Auburn Spotlight, Kelli Watts

AUBURN
SPOTLIGHT
"The most rewarding part of the research is seeing kids helping other kids."
Kelli Watts
Assistant Clinical Professor, Speech and Hearing Clinic
College of Liberal Arts
AUBURN SPOTLIGHT

Spotlight Interview

Kelli Watts, assistant clinical professor with the Auburn University Speech and Hearing Clinic, recently received a $140,000 grant from ReSound, an international hearing solutions company, to create an alternative metric for pediatric hearing aid fittings. Watts, along with professors emerita Sandra Clark-Lewis and Judith Blumsack, will demonstrate how head circumference affects a child’s ear canal acoustics, providing audiologists with a more accurate metric for pediatric hearing aid fittings. More information on the grant is available online.

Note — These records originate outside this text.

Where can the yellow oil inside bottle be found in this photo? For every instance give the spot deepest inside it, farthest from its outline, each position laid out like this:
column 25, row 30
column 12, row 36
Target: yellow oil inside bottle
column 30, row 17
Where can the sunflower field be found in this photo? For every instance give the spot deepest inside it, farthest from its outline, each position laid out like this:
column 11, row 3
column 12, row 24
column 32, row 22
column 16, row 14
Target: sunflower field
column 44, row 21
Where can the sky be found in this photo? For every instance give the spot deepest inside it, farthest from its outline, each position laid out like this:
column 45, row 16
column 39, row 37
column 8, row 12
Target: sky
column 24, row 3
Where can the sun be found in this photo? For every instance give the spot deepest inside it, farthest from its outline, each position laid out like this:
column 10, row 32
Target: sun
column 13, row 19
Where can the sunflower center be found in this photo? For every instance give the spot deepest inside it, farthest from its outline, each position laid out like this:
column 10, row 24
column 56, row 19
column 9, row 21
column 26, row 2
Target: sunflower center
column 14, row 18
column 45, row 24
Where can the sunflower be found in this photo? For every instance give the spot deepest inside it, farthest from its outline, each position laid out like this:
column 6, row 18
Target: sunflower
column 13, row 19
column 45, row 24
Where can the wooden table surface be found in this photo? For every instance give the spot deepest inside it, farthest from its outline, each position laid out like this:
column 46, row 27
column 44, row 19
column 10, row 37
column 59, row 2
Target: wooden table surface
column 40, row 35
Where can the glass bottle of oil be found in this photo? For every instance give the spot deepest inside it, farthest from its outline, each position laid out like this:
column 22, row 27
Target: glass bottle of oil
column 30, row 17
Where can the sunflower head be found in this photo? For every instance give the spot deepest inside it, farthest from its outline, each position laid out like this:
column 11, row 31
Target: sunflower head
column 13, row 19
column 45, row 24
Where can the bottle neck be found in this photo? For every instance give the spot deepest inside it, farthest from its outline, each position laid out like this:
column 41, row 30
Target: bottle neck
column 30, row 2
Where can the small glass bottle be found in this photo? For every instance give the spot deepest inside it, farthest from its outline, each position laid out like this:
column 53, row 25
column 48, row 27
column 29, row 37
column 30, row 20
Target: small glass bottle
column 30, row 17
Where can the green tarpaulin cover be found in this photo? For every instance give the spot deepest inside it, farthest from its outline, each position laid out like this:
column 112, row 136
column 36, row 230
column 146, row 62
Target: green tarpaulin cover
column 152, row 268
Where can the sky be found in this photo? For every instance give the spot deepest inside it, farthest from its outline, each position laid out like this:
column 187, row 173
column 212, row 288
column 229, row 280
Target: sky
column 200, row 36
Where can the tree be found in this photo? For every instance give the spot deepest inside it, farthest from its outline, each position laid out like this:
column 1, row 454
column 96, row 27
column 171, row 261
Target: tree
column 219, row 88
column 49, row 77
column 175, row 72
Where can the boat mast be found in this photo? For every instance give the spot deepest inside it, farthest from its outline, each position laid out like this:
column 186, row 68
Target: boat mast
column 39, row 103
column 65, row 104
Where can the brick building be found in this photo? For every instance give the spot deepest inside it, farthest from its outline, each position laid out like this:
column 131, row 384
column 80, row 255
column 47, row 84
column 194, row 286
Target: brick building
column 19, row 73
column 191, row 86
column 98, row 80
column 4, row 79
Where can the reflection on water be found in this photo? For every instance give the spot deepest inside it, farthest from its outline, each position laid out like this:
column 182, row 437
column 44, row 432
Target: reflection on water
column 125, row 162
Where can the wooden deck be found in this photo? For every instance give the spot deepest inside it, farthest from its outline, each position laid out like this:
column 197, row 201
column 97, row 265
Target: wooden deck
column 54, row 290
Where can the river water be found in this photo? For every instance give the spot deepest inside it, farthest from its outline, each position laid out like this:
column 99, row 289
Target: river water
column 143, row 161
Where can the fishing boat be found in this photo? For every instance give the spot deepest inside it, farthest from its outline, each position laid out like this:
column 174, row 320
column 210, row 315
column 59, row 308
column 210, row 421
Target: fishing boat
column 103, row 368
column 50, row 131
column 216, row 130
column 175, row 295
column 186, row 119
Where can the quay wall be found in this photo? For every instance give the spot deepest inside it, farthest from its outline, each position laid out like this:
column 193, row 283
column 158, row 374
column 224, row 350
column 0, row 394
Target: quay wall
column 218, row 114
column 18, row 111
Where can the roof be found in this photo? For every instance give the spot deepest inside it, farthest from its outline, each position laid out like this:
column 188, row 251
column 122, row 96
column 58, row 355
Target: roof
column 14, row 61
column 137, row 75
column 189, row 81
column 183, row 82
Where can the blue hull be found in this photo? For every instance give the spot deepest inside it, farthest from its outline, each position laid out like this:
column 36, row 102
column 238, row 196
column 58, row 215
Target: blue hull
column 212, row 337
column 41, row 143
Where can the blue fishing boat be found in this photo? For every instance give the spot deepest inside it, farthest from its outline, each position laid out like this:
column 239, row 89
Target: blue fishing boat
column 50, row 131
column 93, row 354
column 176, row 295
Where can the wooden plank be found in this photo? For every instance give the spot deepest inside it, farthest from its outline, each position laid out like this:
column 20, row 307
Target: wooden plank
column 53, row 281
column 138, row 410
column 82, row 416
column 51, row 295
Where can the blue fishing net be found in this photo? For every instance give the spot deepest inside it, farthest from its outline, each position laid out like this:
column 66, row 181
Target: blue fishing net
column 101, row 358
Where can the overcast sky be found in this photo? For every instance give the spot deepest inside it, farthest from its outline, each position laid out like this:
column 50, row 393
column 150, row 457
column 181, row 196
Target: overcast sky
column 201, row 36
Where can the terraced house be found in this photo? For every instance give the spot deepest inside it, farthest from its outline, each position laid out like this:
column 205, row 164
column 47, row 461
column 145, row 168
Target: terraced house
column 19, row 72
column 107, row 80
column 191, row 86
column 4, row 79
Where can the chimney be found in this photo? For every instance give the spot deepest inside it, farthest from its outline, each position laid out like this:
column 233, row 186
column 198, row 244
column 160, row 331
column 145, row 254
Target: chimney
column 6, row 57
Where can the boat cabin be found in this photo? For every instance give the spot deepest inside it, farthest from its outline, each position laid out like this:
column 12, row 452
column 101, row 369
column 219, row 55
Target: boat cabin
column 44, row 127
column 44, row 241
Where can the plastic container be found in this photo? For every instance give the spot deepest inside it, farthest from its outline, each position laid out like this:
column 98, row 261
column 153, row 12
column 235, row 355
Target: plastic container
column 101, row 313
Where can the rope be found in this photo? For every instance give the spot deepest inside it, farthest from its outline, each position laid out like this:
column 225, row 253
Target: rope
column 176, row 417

How will the grant from ReSound impact your research on pediatric hearing aids?

The grant from Resound has allowed my colleagues and me to implement this project. With the money from the grant we have been able to purchase new equipment, pay participants and hire two graduate research assistants. In the first phase of the project, we will measure the head circumference and ear canal acoustics of 500 children to establish normative data. In the second phase of the project, my colleagues and I will travel to Guatemala to collect the same data on malnourished children to see if the correlation holds.

How is head circumference a more reliable measurement for fitting hearing aids?

The standard for the industry is to measure each individual’s unique ear canal acoustics. These measurements are highly variable, especially in children. However, there are occasions—excessive ear wax or ear drainage in the ear canal, lack of equipment to measure ear canal acoustics or uncooperative patient behavior—when an individual’s unique ear acoustics cannot be accurately measured. When these ear canal acoustic measurements cannot be obtained, then age-based norms can be used. In previous studies, my colleagues and I found that these age-based norms were not consistent with the individually measured ear canal acoustics of children with small stature due to malnutrition. We completed additional research comparing ear canal acoustics measurements to age, height, weight and head circumference. While all measurements had some significant predictive value, head circumference correlated to ear canal acoustics at more frequencies that the other measurements.

Why is having an accurately fitting hearing aid so important?

The goal of any hearing aid fitting is to give the wearer access to as many sounds as possible, especially speech sounds. This is especially true for a child who is still learning language. If a hearing aid does not provide enough volume, the child may not have access to the sounds needed for language-learning, communication and safety. If a hearing aid provides too much volume, it may not be tolerated well by the wearer and could potentially cause additional damage to the hearing system.

How will this research impact the quality of life for children with hearing loss?

Hopefully, having an alternative metric for ear canal acoustics will help audiologists provide more accurate hearing aid fittings especially in poorer countries and areas that may have limited or no access to hearing aid verification equipment.

What is the most rewarding part of your research? 

To me, the most rewarding part of the research is seeing kids helping other kids. Many of the children, especially the older ones, seem excited to be participating, asking questions about what we are doing and the kids they are helping. You would think they were excited about being paid to participate but many of them have donated their reward to another cause.